The workes of Our Ancient and learned English Poet, Geffrey Chaucer
John Stow’s first published work was his edition of Chaucer in 1561. Nearly forty years later he would become involved in the publication of a new edition. The editor, Thomas Speght was assisted by Stow, Francis Thynne (son of William Thynne, the earlier Chaucer editor), Francis Beaumont (father of the playwright of the same name), and Robert Glover. Speght published his edition in 1598 and another, improved version in 1602. A surge in interest in Chaucer occurred at this time; Shakespeare’s Troilus and Cressida was among the newly staged dramas. The present copy is the 1602 printing.
As Speght writes in his dedication to Robert Cecil, Principal Secretary to Queen Elizabeth, in the 1602 edition, “at the last Impression  of this worke….I presented your Highness certaine collections and observations upon Chaucer: as namely, his Life, Picture, and Pedigree: the Arguments of every Booke and Tale: [And] the Explanation of old words….But as these things then through want of time were not fully perfected, so were there some other things omitted, at the next Impression to be performed.” In addition to the biography, portrait of Chaucer, and glossary that were new in the 1598 edition, the 1602 printing included considerable revisions, improvements to the glossary, modernized punctuation throughout, and two previously unpublished works, one of which is apocryphal.

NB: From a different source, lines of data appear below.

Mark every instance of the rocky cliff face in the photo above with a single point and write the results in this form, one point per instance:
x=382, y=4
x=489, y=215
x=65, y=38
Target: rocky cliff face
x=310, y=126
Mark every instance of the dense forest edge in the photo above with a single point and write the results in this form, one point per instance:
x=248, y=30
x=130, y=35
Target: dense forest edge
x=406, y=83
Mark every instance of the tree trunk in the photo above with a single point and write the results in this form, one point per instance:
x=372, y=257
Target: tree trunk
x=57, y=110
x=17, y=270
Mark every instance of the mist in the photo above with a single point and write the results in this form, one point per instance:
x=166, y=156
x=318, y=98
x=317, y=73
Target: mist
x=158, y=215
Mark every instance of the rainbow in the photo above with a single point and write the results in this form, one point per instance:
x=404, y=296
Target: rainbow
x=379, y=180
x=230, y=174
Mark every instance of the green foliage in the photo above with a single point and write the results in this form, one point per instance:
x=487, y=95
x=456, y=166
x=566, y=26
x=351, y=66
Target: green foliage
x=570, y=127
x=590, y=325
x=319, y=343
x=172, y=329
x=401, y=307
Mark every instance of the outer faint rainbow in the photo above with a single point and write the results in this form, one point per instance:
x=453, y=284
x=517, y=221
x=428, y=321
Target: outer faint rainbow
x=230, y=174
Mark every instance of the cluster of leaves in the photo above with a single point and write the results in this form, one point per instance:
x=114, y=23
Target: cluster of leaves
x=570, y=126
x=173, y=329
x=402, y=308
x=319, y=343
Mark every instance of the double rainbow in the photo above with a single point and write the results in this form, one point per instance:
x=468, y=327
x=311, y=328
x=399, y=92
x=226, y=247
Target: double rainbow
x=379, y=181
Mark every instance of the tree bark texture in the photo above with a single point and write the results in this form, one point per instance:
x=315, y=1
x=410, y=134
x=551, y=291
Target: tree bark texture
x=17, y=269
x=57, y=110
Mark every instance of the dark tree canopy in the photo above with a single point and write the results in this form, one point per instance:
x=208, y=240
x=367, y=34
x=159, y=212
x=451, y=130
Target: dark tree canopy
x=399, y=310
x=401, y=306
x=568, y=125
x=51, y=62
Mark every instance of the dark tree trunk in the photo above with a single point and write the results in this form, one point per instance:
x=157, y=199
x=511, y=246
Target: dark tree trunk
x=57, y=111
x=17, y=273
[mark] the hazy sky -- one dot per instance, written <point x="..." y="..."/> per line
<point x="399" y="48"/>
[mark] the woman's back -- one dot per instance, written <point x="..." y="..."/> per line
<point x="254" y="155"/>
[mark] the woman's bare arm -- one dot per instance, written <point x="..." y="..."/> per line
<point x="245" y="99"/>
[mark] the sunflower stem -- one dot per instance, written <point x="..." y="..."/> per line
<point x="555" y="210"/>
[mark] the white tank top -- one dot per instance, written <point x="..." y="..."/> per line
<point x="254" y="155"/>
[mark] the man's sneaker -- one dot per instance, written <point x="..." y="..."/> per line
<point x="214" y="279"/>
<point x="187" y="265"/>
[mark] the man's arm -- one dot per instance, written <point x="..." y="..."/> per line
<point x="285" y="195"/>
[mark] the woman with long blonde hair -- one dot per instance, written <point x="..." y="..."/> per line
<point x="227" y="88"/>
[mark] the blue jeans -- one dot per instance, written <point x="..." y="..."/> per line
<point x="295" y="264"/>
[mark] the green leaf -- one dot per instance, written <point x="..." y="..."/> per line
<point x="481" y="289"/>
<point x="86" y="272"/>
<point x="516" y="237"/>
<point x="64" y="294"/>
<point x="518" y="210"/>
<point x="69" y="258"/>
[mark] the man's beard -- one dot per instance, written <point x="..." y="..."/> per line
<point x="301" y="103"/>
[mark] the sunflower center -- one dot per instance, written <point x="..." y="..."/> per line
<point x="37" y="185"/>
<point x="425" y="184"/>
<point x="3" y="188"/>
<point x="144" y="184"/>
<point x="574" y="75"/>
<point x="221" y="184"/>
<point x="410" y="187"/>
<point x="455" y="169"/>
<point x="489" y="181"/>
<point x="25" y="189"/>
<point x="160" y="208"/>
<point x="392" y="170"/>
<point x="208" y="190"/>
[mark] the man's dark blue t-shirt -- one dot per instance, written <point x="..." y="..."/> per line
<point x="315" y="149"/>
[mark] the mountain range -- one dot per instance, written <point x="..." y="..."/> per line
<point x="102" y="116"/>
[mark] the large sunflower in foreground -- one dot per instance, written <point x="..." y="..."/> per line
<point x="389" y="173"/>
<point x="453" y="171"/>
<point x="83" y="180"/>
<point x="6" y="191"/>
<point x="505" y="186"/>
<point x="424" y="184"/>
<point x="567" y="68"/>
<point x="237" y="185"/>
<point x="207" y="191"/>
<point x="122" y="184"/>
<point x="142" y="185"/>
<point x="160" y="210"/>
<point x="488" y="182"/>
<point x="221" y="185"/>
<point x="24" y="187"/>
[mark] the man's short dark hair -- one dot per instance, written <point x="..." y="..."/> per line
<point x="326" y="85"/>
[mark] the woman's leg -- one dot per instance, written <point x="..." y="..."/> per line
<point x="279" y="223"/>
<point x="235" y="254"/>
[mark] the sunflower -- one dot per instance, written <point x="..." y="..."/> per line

Geoffrey Chaucer—author, poet, philosopher, bureaucrat, courtier, and diplomat—was born of good parentage and led a successful public life. Although there are gaps in biographical knowledge, such as in the late stages of his life after the fall of his patron, King Richard II, there is much information available. Speght’s biographical sketch, however, contains a lot of fiction. He was misled by the mistaken inclusion of several works in the Chaucer canon and motivated to reinforce the arguments in John Foxe’s Acts and Monuments that Chaucer had strong Lollard (Protestant) tendencies. The main culprit was Testament of Love, which mentions a failed plot on the part of the author, his imprisonment, and what can be interpreted as a renouncement of heresy. The Lollard tendencies in the “Ploughman’s Tale” provided further evidence. “The Ploughman’s Tale” is now considered to be non-Chaucerian, and Testament of Love is the work of Thomas Usk, who was found guilty of heresy and executed.